Thursday, June 2, 2011

Graduation declaration

This blog is about my middle born child's graduation. Trent, my second born manchild is graduating in exactly one week. What does this mean to me? Well, it means that I am preparing for his open house on this Saturday, for one. We Dudleys celebrate early and get it over with. We are having a pre party and getting things started for all the grads. That's really the easy part, if you can believe it. Feeding people is kinda easy for me. Getting my house ready? Eh, I'll make it happen. Not too stressed about the party.... other than one small piece.
I have had this thought in my head that I needed to get Trent's scrapbook done, like literally all year long I've been internally nagging myself. He was 14 in scrapbook years... not one page of high school had happened. I had some of the photos copied, had purchased the actual book and paraphernalia and had great plans of making it happen. It didn't happen. I had resigned myself to the fact that it wasn't going to and then, in a moment of weakness... I decided that I had to make it happen. That moment was on Sunday of this week.
Fast forward: It's almost done. I am waiting on photos from shutterfly from his Sophomore year XC that our buddy Brian took, but other than that, it's actually ok. I am happy with the result. Here's the thing: The scrapbook really doesn't matter one iota, I guess that is really a word, no little squiggly line appeared under it. So, yeah, it really doesn't matter, what does matter is the unsettledness that I have been feeling regarding my little Trentie graduating. It was underlying and so I wasn't addressing it. I think it manifested itself in this silly scrapbook. I am really happy about Trent's plans, he's going to Whitworth, which is where his brother is, so that makes me happy. He'll have his brother and also we know the coach and are really pleased with the whole deal. I am just not ready to let him go yet. I really thought that the second kid leaving was going to be easier, man I was wrong. He's not even leaving yet and I'm a mess. We've had a few of the award nights that the school has. Trent has been a recipient of all of them, which is cool, but also just dragging out this event. He received accolades from his track coach at that event. He was recognized a few times at the senior awards night for brains and athletics and received the "Coach Award" for XC at the senior sports award night. It was fun to watch him shine, but again, bittersweet for the mama and papa.
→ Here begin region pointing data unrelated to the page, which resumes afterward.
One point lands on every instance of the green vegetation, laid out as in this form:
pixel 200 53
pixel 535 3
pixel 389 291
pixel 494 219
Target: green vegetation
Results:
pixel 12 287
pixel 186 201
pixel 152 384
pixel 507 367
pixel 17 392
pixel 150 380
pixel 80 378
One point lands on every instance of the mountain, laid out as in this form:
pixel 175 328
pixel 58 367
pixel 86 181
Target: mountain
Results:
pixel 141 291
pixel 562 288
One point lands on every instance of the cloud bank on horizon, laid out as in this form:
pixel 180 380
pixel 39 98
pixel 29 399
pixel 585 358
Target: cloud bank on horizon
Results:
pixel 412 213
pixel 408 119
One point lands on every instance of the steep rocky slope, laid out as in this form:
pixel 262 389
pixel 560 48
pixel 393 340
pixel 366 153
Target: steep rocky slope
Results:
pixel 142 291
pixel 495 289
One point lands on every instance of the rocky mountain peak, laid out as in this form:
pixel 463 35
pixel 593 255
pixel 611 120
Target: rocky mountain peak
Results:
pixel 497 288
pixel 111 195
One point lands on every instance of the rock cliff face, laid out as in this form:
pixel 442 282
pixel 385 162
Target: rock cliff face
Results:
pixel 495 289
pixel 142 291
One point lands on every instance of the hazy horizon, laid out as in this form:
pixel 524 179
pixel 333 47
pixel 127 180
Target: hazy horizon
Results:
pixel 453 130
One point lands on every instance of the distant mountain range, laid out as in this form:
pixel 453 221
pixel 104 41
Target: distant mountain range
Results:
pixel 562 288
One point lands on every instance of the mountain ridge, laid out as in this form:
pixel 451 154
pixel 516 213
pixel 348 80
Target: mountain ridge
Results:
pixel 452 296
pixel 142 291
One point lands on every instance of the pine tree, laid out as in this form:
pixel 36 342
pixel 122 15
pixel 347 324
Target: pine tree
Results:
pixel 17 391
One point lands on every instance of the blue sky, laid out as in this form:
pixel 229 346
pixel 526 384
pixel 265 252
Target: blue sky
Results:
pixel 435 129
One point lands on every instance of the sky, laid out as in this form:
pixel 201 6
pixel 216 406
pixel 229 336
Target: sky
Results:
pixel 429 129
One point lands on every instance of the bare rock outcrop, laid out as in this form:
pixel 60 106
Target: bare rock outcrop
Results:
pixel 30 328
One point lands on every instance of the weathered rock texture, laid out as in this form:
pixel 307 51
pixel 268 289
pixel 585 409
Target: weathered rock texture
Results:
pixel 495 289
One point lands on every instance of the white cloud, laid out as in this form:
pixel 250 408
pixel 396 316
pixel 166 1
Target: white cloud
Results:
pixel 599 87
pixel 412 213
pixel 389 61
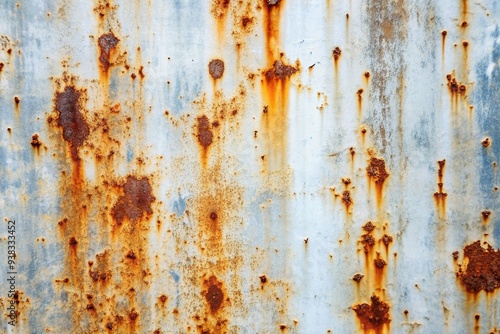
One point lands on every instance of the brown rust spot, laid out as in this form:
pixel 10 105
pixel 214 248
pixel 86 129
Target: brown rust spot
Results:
pixel 376 170
pixel 386 239
pixel 357 277
pixel 336 53
pixel 135 202
pixel 482 268
pixel 368 227
pixel 107 42
pixel 346 198
pixel 35 141
pixel 214 294
pixel 216 68
pixel 70 118
pixel 373 316
pixel 205 136
pixel 280 71
pixel 486 214
pixel 379 263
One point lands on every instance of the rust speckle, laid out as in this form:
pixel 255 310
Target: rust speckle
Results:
pixel 272 2
pixel 386 239
pixel 379 263
pixel 486 214
pixel 280 71
pixel 336 53
pixel 346 198
pixel 35 142
pixel 373 316
pixel 133 315
pixel 216 68
pixel 376 170
pixel 482 271
pixel 357 277
pixel 75 128
pixel 205 135
pixel 214 294
pixel 135 202
pixel 368 227
pixel 106 42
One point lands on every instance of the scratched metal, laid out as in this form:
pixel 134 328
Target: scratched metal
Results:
pixel 223 166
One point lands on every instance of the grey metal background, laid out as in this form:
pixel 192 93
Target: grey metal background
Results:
pixel 273 178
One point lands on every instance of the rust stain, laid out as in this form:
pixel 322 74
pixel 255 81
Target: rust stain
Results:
pixel 216 68
pixel 377 172
pixel 107 43
pixel 70 118
pixel 374 316
pixel 440 195
pixel 481 268
pixel 136 201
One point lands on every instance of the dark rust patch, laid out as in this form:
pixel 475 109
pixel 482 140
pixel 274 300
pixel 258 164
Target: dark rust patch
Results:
pixel 386 239
pixel 205 136
pixel 216 68
pixel 280 71
pixel 214 294
pixel 482 271
pixel 357 277
pixel 373 316
pixel 376 170
pixel 368 227
pixel 336 53
pixel 70 118
pixel 272 2
pixel 106 42
pixel 135 202
pixel 35 141
pixel 346 198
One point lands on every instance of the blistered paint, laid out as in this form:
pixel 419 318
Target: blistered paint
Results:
pixel 271 166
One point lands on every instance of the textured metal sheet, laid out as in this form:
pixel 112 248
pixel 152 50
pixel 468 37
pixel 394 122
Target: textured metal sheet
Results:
pixel 295 166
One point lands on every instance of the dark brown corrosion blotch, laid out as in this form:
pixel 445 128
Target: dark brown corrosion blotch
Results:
pixel 106 43
pixel 135 202
pixel 71 120
pixel 205 136
pixel 483 268
pixel 373 316
pixel 280 71
pixel 376 170
pixel 216 68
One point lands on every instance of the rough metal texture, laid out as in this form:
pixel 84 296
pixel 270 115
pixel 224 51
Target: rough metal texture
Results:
pixel 251 166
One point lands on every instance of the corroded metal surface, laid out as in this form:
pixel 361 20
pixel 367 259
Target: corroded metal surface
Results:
pixel 251 166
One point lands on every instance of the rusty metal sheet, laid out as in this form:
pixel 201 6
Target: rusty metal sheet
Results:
pixel 223 166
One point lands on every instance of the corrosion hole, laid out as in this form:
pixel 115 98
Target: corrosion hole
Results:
pixel 357 277
pixel 216 68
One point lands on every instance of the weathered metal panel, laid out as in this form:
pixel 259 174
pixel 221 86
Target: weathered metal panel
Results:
pixel 295 166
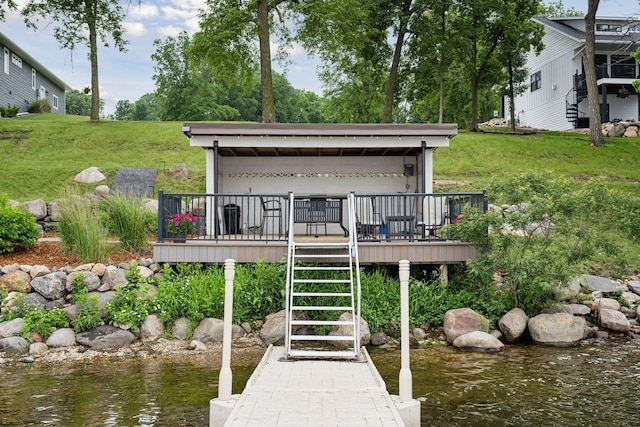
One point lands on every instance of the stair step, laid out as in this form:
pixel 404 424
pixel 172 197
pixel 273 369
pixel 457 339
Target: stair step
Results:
pixel 323 354
pixel 321 281
pixel 321 337
pixel 322 322
pixel 322 245
pixel 322 256
pixel 321 308
pixel 321 294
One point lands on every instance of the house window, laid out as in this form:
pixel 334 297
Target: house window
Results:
pixel 16 60
pixel 6 60
pixel 536 81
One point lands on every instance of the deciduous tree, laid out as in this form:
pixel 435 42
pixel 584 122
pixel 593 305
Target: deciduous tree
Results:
pixel 589 62
pixel 226 41
pixel 86 22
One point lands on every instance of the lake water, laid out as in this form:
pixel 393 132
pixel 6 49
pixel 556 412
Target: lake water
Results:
pixel 597 383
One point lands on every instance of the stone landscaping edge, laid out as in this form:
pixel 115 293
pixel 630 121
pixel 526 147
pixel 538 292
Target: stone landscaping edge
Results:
pixel 585 313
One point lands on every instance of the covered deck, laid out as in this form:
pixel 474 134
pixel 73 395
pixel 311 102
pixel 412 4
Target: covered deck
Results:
pixel 263 177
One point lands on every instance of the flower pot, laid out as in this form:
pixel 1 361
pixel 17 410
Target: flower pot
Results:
pixel 179 237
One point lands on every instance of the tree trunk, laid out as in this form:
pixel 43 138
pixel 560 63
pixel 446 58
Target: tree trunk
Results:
pixel 392 81
pixel 266 81
pixel 473 124
pixel 95 87
pixel 512 107
pixel 443 67
pixel 588 59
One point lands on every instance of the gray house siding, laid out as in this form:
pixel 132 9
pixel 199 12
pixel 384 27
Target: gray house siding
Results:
pixel 16 84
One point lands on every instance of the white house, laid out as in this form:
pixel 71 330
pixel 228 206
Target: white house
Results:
pixel 556 98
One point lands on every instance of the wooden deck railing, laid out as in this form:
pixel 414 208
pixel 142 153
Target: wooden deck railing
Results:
pixel 265 217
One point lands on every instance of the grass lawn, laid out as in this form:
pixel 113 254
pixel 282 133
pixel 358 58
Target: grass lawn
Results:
pixel 43 153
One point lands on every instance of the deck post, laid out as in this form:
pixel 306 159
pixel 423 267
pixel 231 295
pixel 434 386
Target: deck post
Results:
pixel 408 407
pixel 406 384
pixel 220 408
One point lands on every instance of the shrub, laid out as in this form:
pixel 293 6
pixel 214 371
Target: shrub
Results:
pixel 132 303
pixel 40 106
pixel 43 322
pixel 127 217
pixel 18 229
pixel 88 315
pixel 9 111
pixel 80 230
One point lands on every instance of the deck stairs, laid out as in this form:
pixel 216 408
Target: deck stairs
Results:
pixel 323 283
pixel 574 97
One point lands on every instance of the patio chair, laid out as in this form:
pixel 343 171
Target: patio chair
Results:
pixel 367 219
pixel 317 214
pixel 433 215
pixel 271 209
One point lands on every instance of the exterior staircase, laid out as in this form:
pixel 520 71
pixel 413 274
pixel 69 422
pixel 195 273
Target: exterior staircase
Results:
pixel 574 97
pixel 323 283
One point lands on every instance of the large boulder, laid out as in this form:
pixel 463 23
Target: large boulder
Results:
pixel 105 337
pixel 52 286
pixel 113 277
pixel 90 175
pixel 460 321
pixel 91 280
pixel 152 328
pixel 600 284
pixel 16 280
pixel 38 208
pixel 11 327
pixel 614 320
pixel 347 330
pixel 209 330
pixel 558 329
pixel 513 324
pixel 478 341
pixel 180 328
pixel 63 337
pixel 14 346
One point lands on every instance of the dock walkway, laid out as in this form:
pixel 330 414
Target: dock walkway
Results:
pixel 319 393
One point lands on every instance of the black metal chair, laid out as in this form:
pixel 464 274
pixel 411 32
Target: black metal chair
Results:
pixel 317 214
pixel 271 209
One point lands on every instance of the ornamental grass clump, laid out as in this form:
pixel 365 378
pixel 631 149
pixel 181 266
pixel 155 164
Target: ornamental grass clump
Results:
pixel 126 217
pixel 80 231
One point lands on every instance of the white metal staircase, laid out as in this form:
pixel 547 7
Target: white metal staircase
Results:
pixel 323 282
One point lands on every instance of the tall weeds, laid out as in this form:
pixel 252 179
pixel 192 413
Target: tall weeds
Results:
pixel 126 216
pixel 79 230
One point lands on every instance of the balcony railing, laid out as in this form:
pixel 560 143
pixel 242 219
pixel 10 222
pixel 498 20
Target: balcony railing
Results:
pixel 265 217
So, the last scrapbook page I did for my Trentie: I captured a pic of him running this early spring, before Track. It was him running a hill workout right in front of his high school and there was a rainbow. I put that pic on the page and below it put this verse: "When the bow is in the clouds, I will see it and remember the everlasting covenant between God and every living creature of all flesh that is on the earth" At the top of the page I put "Go with God" I love it. It made me feel such a peace. I gave my angst and unsettledness and all of the junk to God. So glad that God is so faithful to me and meets me where I'm at time and time again. Of course Trent will be fine. Of course he'll go and do great things for the Kingdom, why do I fret? Sorry God, sorry that I, yet again, question and worry.